Relative level and kinetics of the antibody response to each truncated cartilage oligomeric matrix protein (COMP) fragment. (A) Graphical representation of the domain composition of the recombinant mouse COMP proteins used in this study. pCOMP: pentameric COMP; mCOMP: monomeric COMP; EGF: epidermal growth factor; TIII: thrombospondin type 3; CG: C-terminal globular domain. (B) Medium was collected from each transfected cell line and purified using Ni-NTA affinity resin followed by a concentration step using ion-exchange chromatography as described in Materials and methods, and 10 μl of the purified proteins were subjected to 4 to 10% gradient SDS-PAGE under reducing conditions. (C) Relative level of antibody response to different recombinant COMP fragments.

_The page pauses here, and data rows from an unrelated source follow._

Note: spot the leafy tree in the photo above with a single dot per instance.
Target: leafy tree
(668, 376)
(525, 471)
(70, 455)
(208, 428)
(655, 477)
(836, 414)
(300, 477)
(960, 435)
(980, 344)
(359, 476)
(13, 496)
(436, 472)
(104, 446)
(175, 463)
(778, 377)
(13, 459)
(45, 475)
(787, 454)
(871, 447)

Full length COMP (pCOMP) and COMP fragments (10 μg/ml in 100 μl) were tested by ELISA for COMP autoantibody response. Serum samples from COMP^+/+Ncf1*/*mice were taken at day 50 after immunization with rat COMP and diluted 1:1000 for the assay. Background levels were determined for each test using antigen, coated, but without primary antibodies in the wells. Results are expressed as absorbance reading at 405 nm and represent the mean and SEM of 13 mice. The lower binding to the TIII1-CG fragment compared to pCOMP, mCOMP or EGF1-TIII8 was confirmed to be statistically significant (P ≤ 0.05). (D) Kinetics of antibody response to rat COMP, full length mouse COMP (pCOMP) and mouse COMP fragments. Serum samples from COMP^+/+Ncf1*/* mice were taken at days 15, 30, 50 and 85 after immunization with rat COMP and were subjected to ELISA. Sera were diluted 1:1000 for the assays. Data represent the mean values from 13 mice.